The precise function of HAGE in human cancer remains unknown. We have recently confirmed that HAGE is involved in promoting proliferation via the Ras signalling pathway. This was illustrated by observations that transfection of cells with a HAGE cDNA construct increased cell proliferation of cells and that the silencing of HAGE reduced proliferation (Linley ). Moreover, preliminary results using shRNA to permanently knock down HAGE expression also suggest the involvement of HAGE in tumour motility and metastasis (data not shown). Roman-Gomez ) have speculated that HAGE expression might confer a selective advantage over HAGE−cells in blast crisis in leukaemia. Although this would explain the selection of HAGE+cells during the progression of leukaemia, the possible role of HAGE in the transformed status of BC cells needs to be clarified in further functional studies.

In the present study, survival analysis indicates that HAGE is an independent prognostic factor for EP-BC patients. This finding is consistent with the finding in leukaemia, in which HAGE+transcripts have been associated with poor prognosis (Roman-Gomez ; Chen ). Similarly, for a given cancer type, higher expression of some other CTAs, such as testes-specific protease 50 (TSP 50) for colorectal (Zheng ), MAGE-A3 for pancreatic cancer (Kim ), MAGE-C2 for hepatocellular carcinoma (Riener ) and NY-ESO-1 for malignant melanoma (Velazquez ), were often correlated with poorer outcomes. Recently, Germain found that expression of DEAD-box 1 mRNA is an independent prognostic marker for the early recurrence of BC.

The protein encoded by the HAGE gene is a member of the family of ‘DEAD-box proteins', which function as important transcriptional regulators and are involved in many aspects of RNA metabolism, spermatogenesis, embryogenesis and cell growth (Iggo ; Yang ; Roman-Gomez ). The DEAD-box RNA helicases p68 (DDX5) and p72 (DDX17) have been shown to act as transcriptional co-activators for a diverse range of transcription factors, including oestrogen receptor α (ERα), and a role for them in miRNA maturation, ribosome biogenesis, mRNA splicing and insulator function have also been described (Shin ; Wortham ). IHC staining of ERα-positive primary BC for these DEAD-box proteins indicated that p72 expression was associated with prolonged DFS and OS as well as being inversely associated with HER2 expression. Our studies have found HAGE+expression to be associated with ER-negative expression and other aggressive phenotypes, such as TNBC, HER2 overexpression, proliferation and high grade. Furthermore, HAGE+expression was associated with DFS and BCSS and tamoxifen residence in ER+tumours. However, further functional studies to confirm these preliminary data are warranted.

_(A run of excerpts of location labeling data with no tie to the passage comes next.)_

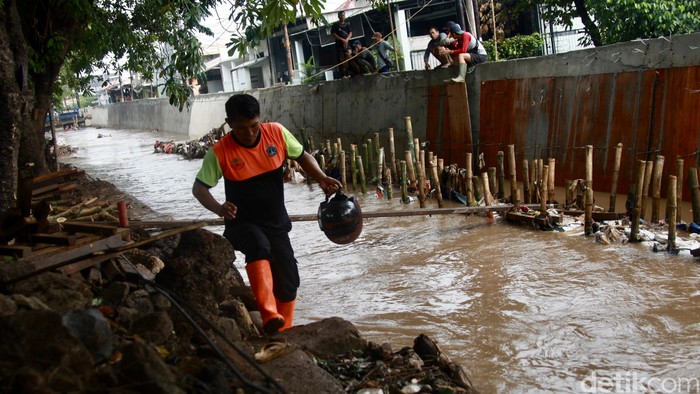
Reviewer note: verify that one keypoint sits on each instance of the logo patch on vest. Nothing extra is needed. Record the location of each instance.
(237, 163)
(271, 150)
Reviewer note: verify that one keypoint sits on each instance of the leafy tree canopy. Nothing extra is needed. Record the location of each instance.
(258, 19)
(610, 21)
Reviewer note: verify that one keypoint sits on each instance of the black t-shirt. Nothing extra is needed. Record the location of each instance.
(342, 31)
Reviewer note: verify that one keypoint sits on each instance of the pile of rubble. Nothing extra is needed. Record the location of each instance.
(174, 316)
(193, 149)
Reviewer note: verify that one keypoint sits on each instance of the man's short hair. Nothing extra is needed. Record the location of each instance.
(242, 106)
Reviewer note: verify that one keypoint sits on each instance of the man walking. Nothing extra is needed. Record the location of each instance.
(250, 159)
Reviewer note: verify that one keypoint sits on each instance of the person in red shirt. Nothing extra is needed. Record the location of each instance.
(465, 49)
(250, 160)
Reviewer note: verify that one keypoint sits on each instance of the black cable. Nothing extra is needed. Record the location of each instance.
(178, 302)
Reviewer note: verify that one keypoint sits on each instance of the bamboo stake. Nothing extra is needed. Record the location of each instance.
(588, 218)
(363, 181)
(365, 158)
(404, 182)
(695, 193)
(434, 179)
(371, 162)
(656, 188)
(671, 200)
(534, 195)
(589, 166)
(543, 190)
(488, 199)
(526, 181)
(512, 170)
(417, 149)
(550, 180)
(421, 184)
(343, 176)
(468, 181)
(422, 192)
(589, 178)
(353, 166)
(409, 137)
(392, 153)
(501, 174)
(410, 170)
(616, 175)
(492, 178)
(679, 191)
(380, 168)
(645, 190)
(636, 212)
(389, 186)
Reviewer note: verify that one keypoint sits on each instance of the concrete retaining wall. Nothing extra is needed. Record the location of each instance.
(361, 106)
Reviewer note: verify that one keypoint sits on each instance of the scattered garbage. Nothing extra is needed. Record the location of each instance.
(193, 149)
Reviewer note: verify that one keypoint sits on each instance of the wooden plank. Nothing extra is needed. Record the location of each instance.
(33, 265)
(55, 239)
(18, 251)
(598, 216)
(68, 173)
(87, 263)
(162, 235)
(135, 224)
(92, 228)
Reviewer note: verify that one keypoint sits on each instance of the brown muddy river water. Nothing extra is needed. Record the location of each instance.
(522, 310)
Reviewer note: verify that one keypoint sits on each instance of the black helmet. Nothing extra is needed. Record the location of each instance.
(340, 218)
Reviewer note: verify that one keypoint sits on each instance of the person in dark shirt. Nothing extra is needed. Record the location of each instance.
(364, 58)
(250, 160)
(342, 32)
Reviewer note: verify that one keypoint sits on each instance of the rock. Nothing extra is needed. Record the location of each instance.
(155, 327)
(142, 369)
(327, 338)
(92, 329)
(297, 373)
(57, 291)
(7, 306)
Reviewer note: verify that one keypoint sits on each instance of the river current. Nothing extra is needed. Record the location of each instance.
(522, 310)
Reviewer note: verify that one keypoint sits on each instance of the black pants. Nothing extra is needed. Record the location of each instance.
(258, 243)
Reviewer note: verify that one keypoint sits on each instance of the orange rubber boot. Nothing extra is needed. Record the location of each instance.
(286, 309)
(260, 277)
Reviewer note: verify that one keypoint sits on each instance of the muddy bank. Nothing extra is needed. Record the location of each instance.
(175, 316)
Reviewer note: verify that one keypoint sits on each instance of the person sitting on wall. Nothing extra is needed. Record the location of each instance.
(384, 60)
(364, 58)
(465, 49)
(342, 32)
(437, 41)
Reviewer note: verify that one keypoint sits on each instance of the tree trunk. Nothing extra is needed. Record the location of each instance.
(588, 23)
(15, 101)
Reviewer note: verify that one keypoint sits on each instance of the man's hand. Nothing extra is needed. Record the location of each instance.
(330, 185)
(228, 210)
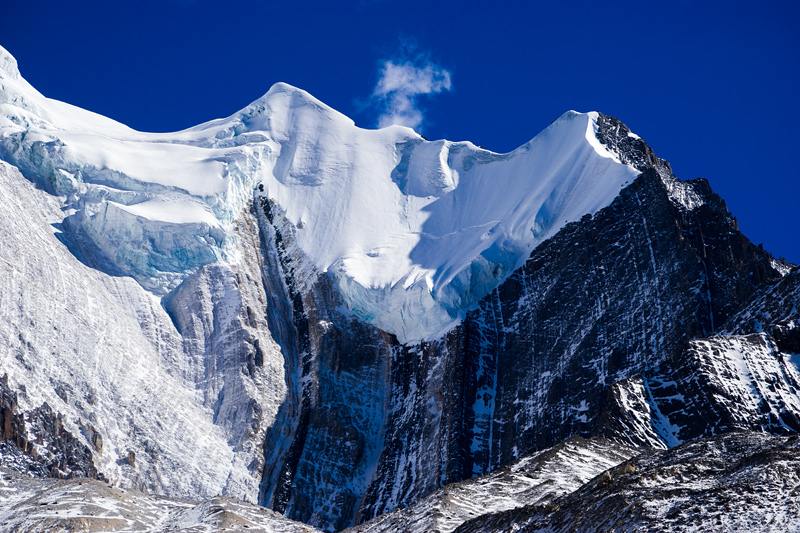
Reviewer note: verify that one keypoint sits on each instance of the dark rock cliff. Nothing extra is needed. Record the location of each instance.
(371, 425)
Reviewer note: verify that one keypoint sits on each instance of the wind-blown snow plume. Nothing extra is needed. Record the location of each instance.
(399, 86)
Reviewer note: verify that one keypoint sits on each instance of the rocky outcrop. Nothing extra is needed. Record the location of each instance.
(28, 504)
(36, 443)
(372, 425)
(535, 479)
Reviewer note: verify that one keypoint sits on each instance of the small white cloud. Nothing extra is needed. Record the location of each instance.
(400, 85)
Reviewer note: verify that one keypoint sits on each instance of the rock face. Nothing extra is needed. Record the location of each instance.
(738, 482)
(32, 504)
(377, 425)
(179, 317)
(536, 479)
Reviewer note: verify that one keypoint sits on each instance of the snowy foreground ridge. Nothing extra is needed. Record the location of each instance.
(413, 232)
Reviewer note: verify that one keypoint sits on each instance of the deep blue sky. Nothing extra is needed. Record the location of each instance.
(711, 86)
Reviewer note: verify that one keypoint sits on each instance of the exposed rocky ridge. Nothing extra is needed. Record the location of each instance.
(36, 443)
(605, 300)
(181, 413)
(745, 378)
(42, 505)
(337, 420)
(535, 479)
(738, 482)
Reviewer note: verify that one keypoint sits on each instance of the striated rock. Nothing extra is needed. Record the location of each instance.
(28, 504)
(738, 482)
(535, 479)
(35, 442)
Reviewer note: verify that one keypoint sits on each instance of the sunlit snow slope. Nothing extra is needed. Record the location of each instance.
(413, 232)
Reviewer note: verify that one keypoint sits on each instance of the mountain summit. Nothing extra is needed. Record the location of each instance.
(336, 322)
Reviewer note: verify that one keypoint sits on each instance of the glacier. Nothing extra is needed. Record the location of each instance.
(414, 233)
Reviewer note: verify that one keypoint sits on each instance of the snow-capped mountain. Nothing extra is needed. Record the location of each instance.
(336, 322)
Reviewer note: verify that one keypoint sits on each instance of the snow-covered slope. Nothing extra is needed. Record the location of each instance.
(413, 232)
(536, 479)
(28, 505)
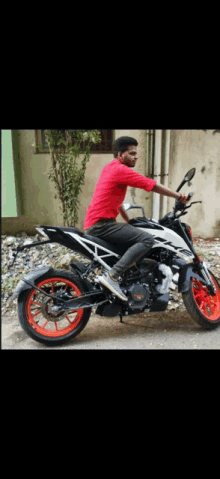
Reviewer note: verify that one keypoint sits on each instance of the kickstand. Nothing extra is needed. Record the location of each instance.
(121, 318)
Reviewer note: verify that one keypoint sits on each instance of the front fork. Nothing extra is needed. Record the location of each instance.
(202, 267)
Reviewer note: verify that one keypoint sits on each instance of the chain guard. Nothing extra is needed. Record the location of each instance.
(51, 315)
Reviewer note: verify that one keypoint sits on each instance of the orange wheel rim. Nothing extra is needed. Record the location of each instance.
(38, 305)
(207, 304)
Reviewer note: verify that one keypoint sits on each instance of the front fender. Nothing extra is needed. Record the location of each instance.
(185, 274)
(37, 273)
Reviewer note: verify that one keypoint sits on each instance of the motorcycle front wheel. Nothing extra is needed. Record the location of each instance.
(35, 310)
(201, 305)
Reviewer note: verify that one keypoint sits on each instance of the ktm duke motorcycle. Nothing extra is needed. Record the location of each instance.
(54, 306)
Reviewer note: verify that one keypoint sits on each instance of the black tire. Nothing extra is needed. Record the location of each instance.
(52, 334)
(195, 302)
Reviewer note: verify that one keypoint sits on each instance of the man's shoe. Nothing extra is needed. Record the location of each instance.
(114, 287)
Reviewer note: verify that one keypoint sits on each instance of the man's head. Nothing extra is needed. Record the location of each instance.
(126, 150)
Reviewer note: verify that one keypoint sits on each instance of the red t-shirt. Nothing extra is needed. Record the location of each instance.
(111, 189)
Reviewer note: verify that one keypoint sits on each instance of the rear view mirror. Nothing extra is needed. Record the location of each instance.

HAGE expression could prove to be a useful biomarker in the stratification of patients with BC for chemotherapy, as our data show that HAGE+patients may benefit from ACT. It can be postulated that cells expressing HAGE proliferate faster and are therefore more responsive to ACT. A recent study (Zheng ) has shown that cell proliferation, colony formation, migration and cell apoptosis were reduced/inhibited and cell sensitivity to doxorubicin enhanced, when the TSP50 gene expression was silenced. Moreover, the fact that patients with HAGE+residual disease (ACT-resistant cells) exhibited a poorer outcome suggests that alternative therapy such as immunotherapy may be warranted for this group. Zitvogel have highlighted that anthracyclines, unlike many other cytotoxic agents, can elicit immunogenic cell death and potentiate the potency of vaccines.

The DNA methyltransferase inhibitor 5-aza-2′-deoxycytidine (decitabine) has been shown to be beneficial for patients with chronic myeloid leukaemia (Issa ). Drugs that are capable of inducing HAGE expression could therefore increase the eligibility of patients for CTA-targeted immunotherapy and improve the management of patients with recurrent disease.